Due to a weird perfect storm consisting of a searing sinus headache, an affinity for horror stories and serial killers, and being asleep, I produced a doozy of a nightmare in the wee hours of this morning which has set me off on an embarrassing journey through my subconscious.

Dreams are, of course, the whole product of our imagination, and sometimes I like to think that they’re some sort of release valve which permit us to flush and /or deal with junk knocking around in our brains causing problems.

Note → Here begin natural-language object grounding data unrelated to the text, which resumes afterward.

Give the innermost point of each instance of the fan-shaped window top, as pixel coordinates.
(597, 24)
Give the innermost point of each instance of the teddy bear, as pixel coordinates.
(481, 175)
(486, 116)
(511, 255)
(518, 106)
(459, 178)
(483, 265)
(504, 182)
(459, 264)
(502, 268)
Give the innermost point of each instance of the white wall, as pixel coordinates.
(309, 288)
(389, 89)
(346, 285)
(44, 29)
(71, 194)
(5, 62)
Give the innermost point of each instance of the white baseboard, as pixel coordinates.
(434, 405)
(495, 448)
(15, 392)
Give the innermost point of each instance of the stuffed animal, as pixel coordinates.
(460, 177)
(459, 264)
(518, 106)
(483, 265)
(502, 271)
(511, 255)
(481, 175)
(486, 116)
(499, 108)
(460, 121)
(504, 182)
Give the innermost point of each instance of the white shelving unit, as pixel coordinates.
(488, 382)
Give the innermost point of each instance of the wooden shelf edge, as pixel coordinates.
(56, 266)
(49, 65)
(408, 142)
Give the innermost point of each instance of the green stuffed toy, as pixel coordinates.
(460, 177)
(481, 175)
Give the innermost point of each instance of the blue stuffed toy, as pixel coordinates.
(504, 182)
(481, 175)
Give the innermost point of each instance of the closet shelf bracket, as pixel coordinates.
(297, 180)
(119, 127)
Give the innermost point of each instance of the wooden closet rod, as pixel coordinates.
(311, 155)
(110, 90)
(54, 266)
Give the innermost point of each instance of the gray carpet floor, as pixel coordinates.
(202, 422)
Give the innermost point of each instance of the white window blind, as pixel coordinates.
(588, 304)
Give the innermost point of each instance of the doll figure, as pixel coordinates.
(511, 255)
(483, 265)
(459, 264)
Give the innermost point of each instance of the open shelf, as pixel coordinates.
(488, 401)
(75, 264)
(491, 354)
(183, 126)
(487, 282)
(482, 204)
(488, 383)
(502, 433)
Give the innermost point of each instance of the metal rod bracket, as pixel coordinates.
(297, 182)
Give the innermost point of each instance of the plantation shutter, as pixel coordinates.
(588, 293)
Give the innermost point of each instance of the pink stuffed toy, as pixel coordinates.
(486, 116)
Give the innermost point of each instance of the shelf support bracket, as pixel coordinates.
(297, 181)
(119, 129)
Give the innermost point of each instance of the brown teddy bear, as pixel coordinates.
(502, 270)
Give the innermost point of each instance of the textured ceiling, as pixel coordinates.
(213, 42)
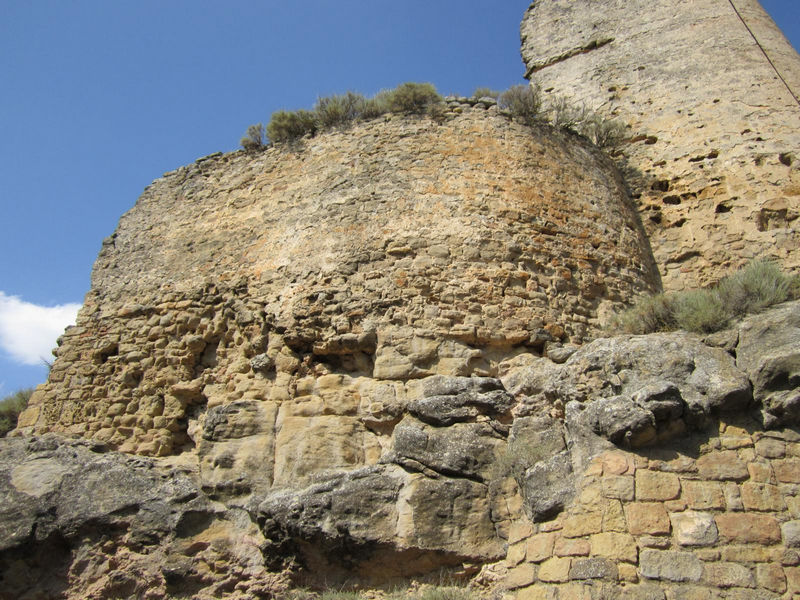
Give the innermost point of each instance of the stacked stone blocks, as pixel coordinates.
(723, 522)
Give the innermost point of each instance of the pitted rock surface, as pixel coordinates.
(712, 99)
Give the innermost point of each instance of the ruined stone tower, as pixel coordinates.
(711, 92)
(368, 356)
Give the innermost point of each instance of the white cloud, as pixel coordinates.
(28, 332)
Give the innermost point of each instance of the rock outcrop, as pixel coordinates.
(375, 354)
(711, 95)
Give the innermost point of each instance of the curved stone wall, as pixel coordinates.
(314, 282)
(711, 97)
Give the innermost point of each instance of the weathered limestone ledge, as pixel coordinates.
(637, 467)
(710, 95)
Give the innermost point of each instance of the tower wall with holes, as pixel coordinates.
(709, 93)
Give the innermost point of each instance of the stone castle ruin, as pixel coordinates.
(378, 354)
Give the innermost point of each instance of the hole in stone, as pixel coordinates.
(662, 185)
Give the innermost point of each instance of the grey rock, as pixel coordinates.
(791, 533)
(593, 568)
(358, 506)
(668, 565)
(548, 486)
(261, 363)
(694, 528)
(231, 421)
(640, 385)
(559, 354)
(447, 400)
(616, 418)
(769, 353)
(462, 450)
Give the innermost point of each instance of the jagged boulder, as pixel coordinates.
(768, 351)
(633, 389)
(79, 521)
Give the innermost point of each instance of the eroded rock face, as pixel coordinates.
(315, 331)
(79, 521)
(711, 98)
(309, 285)
(468, 464)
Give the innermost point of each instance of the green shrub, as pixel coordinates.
(757, 286)
(524, 102)
(606, 133)
(484, 92)
(518, 457)
(340, 595)
(286, 126)
(254, 138)
(701, 311)
(412, 98)
(444, 592)
(375, 107)
(339, 109)
(565, 115)
(10, 407)
(650, 313)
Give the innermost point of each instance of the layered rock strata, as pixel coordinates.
(635, 467)
(712, 99)
(304, 290)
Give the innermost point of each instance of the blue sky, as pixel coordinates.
(101, 97)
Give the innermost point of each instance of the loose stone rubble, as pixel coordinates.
(377, 354)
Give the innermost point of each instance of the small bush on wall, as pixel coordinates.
(759, 285)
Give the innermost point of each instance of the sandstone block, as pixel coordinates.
(724, 465)
(515, 555)
(760, 472)
(692, 528)
(770, 448)
(540, 547)
(571, 547)
(521, 575)
(787, 470)
(725, 575)
(791, 534)
(743, 528)
(555, 570)
(593, 568)
(702, 495)
(771, 577)
(761, 497)
(647, 518)
(536, 592)
(617, 463)
(792, 579)
(579, 525)
(614, 517)
(519, 530)
(670, 565)
(750, 553)
(654, 485)
(628, 572)
(619, 487)
(733, 498)
(619, 546)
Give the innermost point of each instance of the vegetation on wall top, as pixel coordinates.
(523, 103)
(759, 285)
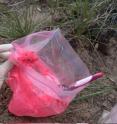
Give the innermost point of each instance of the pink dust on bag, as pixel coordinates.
(46, 76)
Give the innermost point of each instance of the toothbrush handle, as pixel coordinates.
(86, 81)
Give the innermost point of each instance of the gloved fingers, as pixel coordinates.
(5, 55)
(5, 47)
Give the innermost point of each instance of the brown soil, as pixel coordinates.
(88, 110)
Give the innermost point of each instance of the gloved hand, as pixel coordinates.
(7, 65)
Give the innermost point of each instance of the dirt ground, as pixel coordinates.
(88, 110)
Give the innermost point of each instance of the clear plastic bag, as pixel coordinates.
(44, 75)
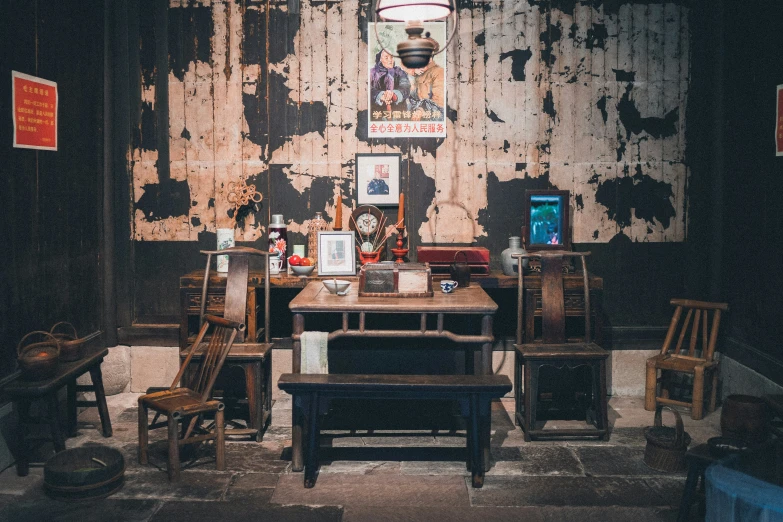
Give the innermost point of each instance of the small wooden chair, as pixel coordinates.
(556, 350)
(180, 403)
(254, 357)
(688, 360)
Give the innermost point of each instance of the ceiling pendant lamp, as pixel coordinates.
(416, 51)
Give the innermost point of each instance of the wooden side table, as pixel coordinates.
(23, 393)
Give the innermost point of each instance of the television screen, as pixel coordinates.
(546, 225)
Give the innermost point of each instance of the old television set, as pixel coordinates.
(547, 224)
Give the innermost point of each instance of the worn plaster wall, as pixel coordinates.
(588, 96)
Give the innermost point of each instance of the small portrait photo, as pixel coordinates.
(378, 179)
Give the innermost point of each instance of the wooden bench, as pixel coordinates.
(312, 392)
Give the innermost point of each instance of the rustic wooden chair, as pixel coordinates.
(191, 402)
(555, 349)
(690, 360)
(254, 357)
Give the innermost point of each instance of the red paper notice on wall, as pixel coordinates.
(779, 123)
(35, 112)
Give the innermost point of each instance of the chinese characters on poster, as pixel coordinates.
(405, 103)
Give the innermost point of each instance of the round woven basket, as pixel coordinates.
(71, 347)
(38, 360)
(666, 446)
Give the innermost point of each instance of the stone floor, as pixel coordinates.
(388, 475)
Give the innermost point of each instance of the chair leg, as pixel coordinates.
(697, 406)
(173, 468)
(651, 387)
(220, 440)
(143, 433)
(714, 390)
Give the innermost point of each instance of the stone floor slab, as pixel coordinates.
(247, 510)
(373, 490)
(569, 491)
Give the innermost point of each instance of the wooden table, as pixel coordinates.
(23, 392)
(315, 299)
(191, 284)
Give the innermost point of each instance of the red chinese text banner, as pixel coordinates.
(35, 112)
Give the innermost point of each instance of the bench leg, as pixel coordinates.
(297, 431)
(54, 422)
(100, 398)
(71, 393)
(311, 466)
(23, 414)
(477, 461)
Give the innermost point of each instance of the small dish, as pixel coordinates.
(302, 271)
(337, 286)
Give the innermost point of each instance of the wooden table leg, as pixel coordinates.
(311, 466)
(297, 461)
(23, 414)
(72, 421)
(252, 383)
(100, 398)
(54, 422)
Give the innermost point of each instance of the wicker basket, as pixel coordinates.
(71, 347)
(666, 446)
(38, 361)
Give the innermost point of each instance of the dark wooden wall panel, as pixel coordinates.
(51, 202)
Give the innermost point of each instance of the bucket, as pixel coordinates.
(666, 446)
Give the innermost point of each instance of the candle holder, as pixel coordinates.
(399, 252)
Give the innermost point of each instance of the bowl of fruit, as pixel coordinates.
(301, 266)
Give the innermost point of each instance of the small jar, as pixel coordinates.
(317, 224)
(278, 239)
(508, 263)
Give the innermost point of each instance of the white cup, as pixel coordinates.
(275, 264)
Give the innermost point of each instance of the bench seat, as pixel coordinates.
(312, 392)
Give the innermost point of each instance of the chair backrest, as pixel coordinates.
(215, 350)
(235, 305)
(552, 295)
(701, 331)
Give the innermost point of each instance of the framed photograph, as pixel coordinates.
(378, 179)
(547, 220)
(336, 253)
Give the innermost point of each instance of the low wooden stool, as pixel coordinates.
(23, 393)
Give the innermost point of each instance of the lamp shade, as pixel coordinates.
(406, 10)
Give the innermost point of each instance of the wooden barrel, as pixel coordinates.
(745, 417)
(85, 473)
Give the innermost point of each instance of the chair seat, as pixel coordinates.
(565, 350)
(181, 400)
(679, 363)
(239, 352)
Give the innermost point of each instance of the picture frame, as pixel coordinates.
(378, 179)
(336, 252)
(547, 220)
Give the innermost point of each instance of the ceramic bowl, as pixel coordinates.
(302, 270)
(337, 286)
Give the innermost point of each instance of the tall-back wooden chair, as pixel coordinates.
(555, 349)
(254, 353)
(190, 402)
(695, 358)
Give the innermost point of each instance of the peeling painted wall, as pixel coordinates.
(588, 96)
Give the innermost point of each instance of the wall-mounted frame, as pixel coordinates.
(336, 253)
(547, 220)
(378, 179)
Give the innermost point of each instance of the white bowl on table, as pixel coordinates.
(337, 286)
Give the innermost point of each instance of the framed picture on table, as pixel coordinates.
(378, 179)
(336, 253)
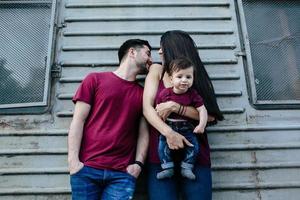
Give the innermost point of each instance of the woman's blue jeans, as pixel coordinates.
(173, 188)
(91, 184)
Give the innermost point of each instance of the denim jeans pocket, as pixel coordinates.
(78, 172)
(131, 176)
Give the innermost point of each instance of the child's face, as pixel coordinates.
(182, 80)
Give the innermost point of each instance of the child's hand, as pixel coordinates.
(199, 129)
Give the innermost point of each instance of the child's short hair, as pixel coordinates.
(179, 64)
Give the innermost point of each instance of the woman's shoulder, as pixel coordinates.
(156, 70)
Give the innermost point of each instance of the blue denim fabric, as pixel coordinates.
(176, 187)
(190, 153)
(91, 184)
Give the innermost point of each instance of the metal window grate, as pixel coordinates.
(24, 41)
(274, 35)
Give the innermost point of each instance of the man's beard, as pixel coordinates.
(143, 69)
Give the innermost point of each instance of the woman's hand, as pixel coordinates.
(177, 141)
(165, 109)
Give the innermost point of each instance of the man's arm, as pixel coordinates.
(81, 112)
(203, 120)
(142, 147)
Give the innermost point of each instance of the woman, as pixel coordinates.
(176, 44)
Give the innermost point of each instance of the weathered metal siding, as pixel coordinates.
(255, 154)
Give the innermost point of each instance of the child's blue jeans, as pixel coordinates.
(185, 128)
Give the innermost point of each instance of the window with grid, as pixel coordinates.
(271, 30)
(26, 29)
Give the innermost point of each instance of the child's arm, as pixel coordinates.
(202, 121)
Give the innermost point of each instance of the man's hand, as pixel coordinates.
(75, 166)
(134, 170)
(199, 129)
(165, 109)
(177, 141)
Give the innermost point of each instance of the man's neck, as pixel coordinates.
(126, 72)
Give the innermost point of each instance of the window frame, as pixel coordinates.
(41, 106)
(249, 69)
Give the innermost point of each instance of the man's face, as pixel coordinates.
(143, 58)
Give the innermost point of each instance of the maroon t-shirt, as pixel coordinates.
(203, 158)
(189, 98)
(111, 128)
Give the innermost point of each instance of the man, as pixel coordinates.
(108, 137)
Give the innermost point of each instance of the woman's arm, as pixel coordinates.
(166, 108)
(174, 139)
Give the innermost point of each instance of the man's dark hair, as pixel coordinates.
(179, 64)
(132, 43)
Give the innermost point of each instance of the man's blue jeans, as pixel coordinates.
(185, 128)
(91, 184)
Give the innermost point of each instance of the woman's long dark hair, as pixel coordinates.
(177, 44)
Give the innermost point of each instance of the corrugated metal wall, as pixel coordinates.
(255, 154)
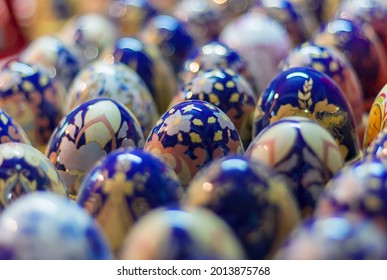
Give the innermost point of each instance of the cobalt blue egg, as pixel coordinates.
(306, 92)
(124, 186)
(250, 198)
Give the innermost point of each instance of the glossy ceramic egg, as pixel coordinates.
(376, 118)
(372, 12)
(91, 33)
(261, 41)
(303, 153)
(24, 170)
(124, 186)
(190, 135)
(33, 99)
(227, 90)
(332, 63)
(291, 15)
(45, 226)
(184, 233)
(116, 81)
(11, 131)
(335, 238)
(359, 189)
(247, 196)
(171, 36)
(88, 133)
(61, 61)
(362, 49)
(147, 61)
(306, 92)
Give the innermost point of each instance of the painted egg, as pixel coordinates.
(363, 12)
(291, 15)
(261, 41)
(24, 170)
(116, 81)
(214, 55)
(33, 99)
(359, 189)
(306, 92)
(91, 33)
(185, 233)
(45, 226)
(332, 63)
(61, 61)
(247, 196)
(124, 186)
(376, 118)
(171, 36)
(303, 153)
(335, 238)
(11, 131)
(362, 49)
(227, 90)
(147, 61)
(190, 135)
(88, 133)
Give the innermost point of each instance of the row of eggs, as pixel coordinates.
(190, 135)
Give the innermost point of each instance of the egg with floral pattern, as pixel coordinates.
(116, 81)
(376, 120)
(88, 133)
(303, 153)
(33, 99)
(184, 233)
(306, 92)
(250, 198)
(148, 62)
(124, 186)
(364, 51)
(25, 170)
(190, 135)
(46, 226)
(227, 90)
(11, 131)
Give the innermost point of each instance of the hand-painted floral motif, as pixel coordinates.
(190, 135)
(24, 170)
(125, 185)
(88, 133)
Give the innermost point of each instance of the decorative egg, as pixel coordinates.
(11, 131)
(185, 233)
(171, 36)
(91, 33)
(261, 41)
(190, 135)
(124, 186)
(147, 61)
(332, 63)
(61, 61)
(33, 99)
(247, 196)
(362, 49)
(335, 238)
(363, 12)
(359, 189)
(46, 226)
(24, 170)
(376, 118)
(306, 92)
(303, 153)
(116, 81)
(291, 15)
(87, 134)
(227, 90)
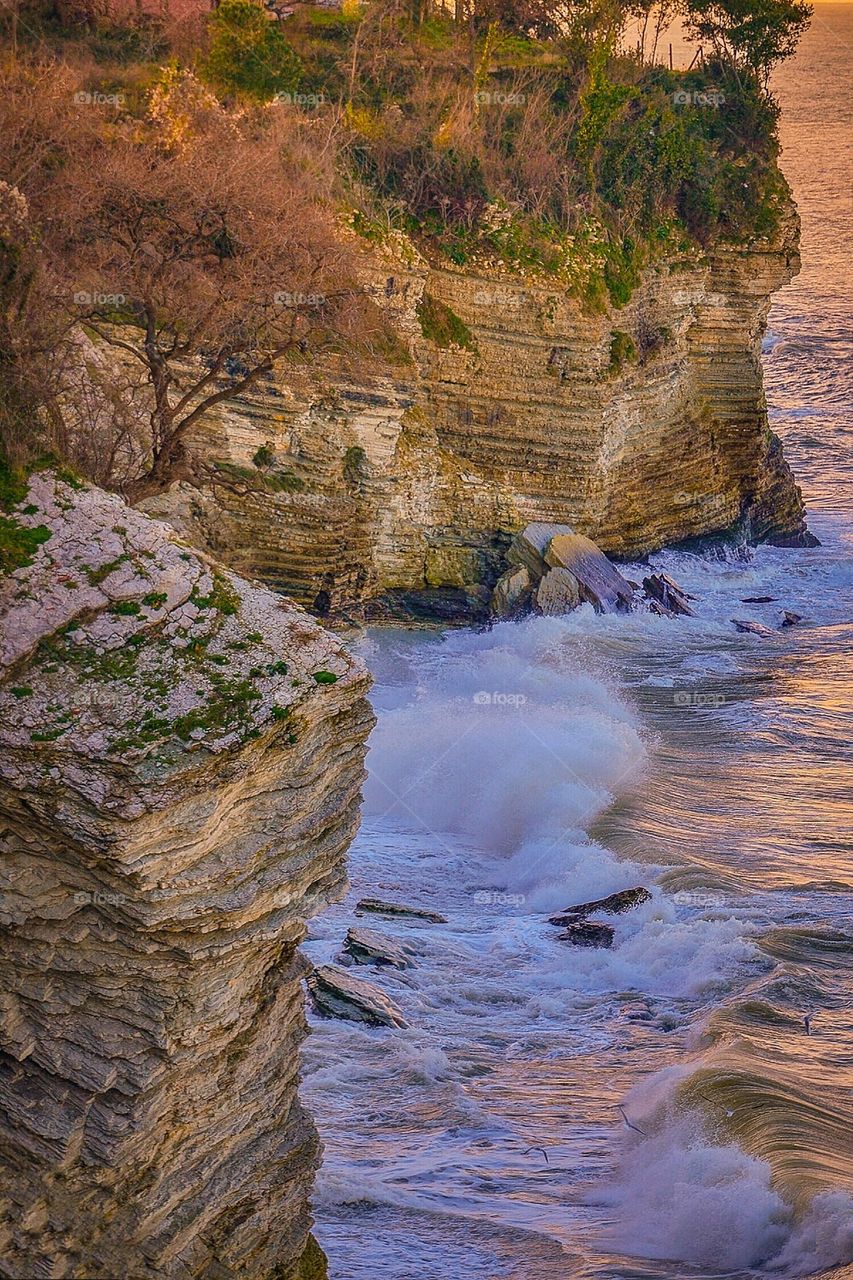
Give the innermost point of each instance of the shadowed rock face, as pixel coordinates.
(534, 423)
(177, 794)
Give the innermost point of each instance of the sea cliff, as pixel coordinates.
(638, 425)
(181, 764)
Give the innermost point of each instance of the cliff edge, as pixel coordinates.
(639, 425)
(181, 764)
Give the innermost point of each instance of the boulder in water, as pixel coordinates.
(557, 593)
(614, 904)
(598, 581)
(529, 547)
(377, 906)
(664, 590)
(756, 629)
(369, 946)
(511, 592)
(588, 933)
(336, 993)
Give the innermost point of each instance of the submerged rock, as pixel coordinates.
(598, 581)
(664, 590)
(614, 904)
(557, 593)
(369, 946)
(511, 592)
(336, 993)
(588, 933)
(529, 547)
(377, 906)
(756, 629)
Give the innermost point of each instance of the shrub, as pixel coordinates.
(249, 53)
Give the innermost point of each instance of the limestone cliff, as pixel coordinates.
(179, 771)
(639, 426)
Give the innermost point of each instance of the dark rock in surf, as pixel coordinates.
(666, 592)
(625, 900)
(369, 946)
(377, 906)
(756, 629)
(588, 933)
(336, 993)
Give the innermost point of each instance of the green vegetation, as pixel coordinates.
(442, 325)
(249, 54)
(528, 136)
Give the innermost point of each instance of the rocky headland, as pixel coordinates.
(638, 426)
(181, 764)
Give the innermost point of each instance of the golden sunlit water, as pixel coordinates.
(486, 1139)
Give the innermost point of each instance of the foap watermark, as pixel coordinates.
(698, 97)
(701, 899)
(498, 699)
(489, 897)
(299, 300)
(496, 97)
(83, 97)
(305, 100)
(696, 698)
(83, 298)
(99, 899)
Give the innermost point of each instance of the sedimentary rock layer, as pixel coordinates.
(639, 426)
(181, 758)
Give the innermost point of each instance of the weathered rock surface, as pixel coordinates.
(336, 993)
(598, 581)
(511, 593)
(461, 449)
(369, 946)
(666, 592)
(624, 900)
(588, 933)
(377, 906)
(557, 593)
(177, 794)
(756, 629)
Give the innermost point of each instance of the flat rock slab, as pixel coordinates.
(756, 629)
(369, 946)
(588, 933)
(529, 547)
(598, 581)
(377, 906)
(614, 904)
(664, 590)
(336, 993)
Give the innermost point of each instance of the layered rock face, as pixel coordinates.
(179, 778)
(638, 428)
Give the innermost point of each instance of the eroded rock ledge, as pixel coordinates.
(641, 426)
(181, 758)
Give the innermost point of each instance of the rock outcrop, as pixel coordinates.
(181, 764)
(402, 493)
(337, 993)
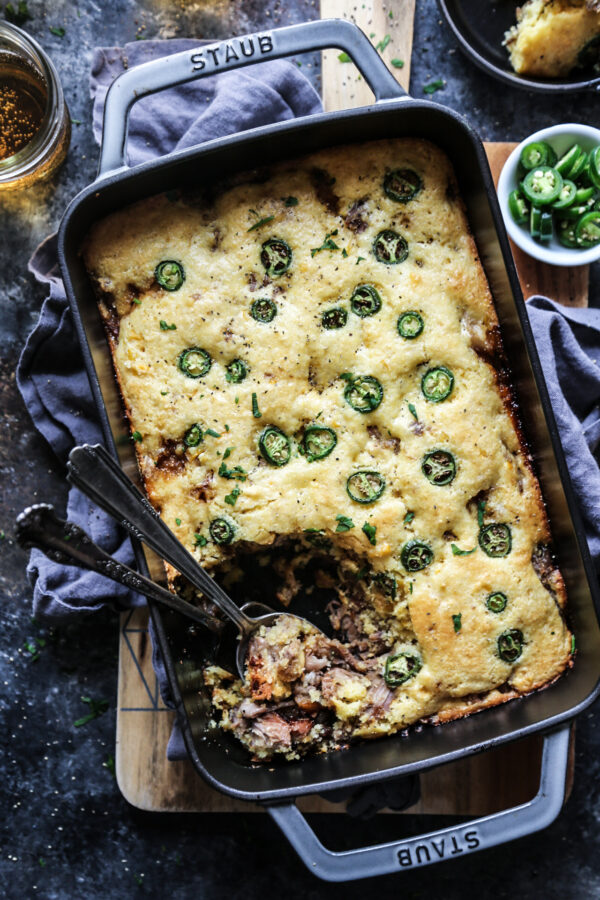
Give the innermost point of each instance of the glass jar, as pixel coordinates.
(35, 124)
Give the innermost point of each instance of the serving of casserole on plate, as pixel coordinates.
(310, 360)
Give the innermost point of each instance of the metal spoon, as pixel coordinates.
(96, 474)
(67, 543)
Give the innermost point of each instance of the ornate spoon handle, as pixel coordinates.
(67, 543)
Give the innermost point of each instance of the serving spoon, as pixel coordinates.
(67, 543)
(96, 474)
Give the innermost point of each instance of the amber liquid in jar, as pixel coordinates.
(23, 99)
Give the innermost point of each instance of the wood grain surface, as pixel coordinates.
(474, 786)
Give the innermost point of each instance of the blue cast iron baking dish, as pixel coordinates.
(394, 114)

Other times I worry that despite my outward efforts at creativity, my mind is actually a dull place where packing suitcases, brushing my teeth and purchasing sturdy totes represents the pinnacle of all ambition.

Where are my dragons?

Of course, there are few things more boring than listening to someone else’s dreams, but hear me out. Dreams are like the Holodeck. You ought to be able to program a fantastic journey, gather your best best friends and loved ones and go live at the beach and telecommute to work — or perhaps become Targaryen and ascend to the status of Mother of Dragons.

Is this what I do? No. I watch Criminal Minds before going to bed and promptly get kidnapped by the world’s most defeatable serial killer. He wore a skirt, no doubt a Silence of the Lambs-influenced bit of detailing.

What happened was, I was held hostage in a hotel room, along with a little boy from Venezuela, from whom I learned to speak shockingly fluent Spanish. I remember saying “Caracas” quite a bit, no doubt related to of one of the questions on last night’s Jeopardy.

After a while, I  got hold of a cell phone and called for help from a small army of people I grew up with, who promptly arrived from the four corners of the country where they all now reside. I flung open the door and immediately jumped into the arms of the one most capable of serving as a landing pad, and exclaimed, “the calvary is here!”

Then I had to pack.

At some point I realized that I was in fact dreaming and my head was killing me. About this time my husband woke up, which awakened me, and I was mercifully delivered from packing up the entire contents of a hotel room, fixing my hair, and applying makeup. Bored, the calvary had left and I was forced to haul my large suitcase down the concrete stairwell all by myself.

From where I’m sitting, the day can only get better.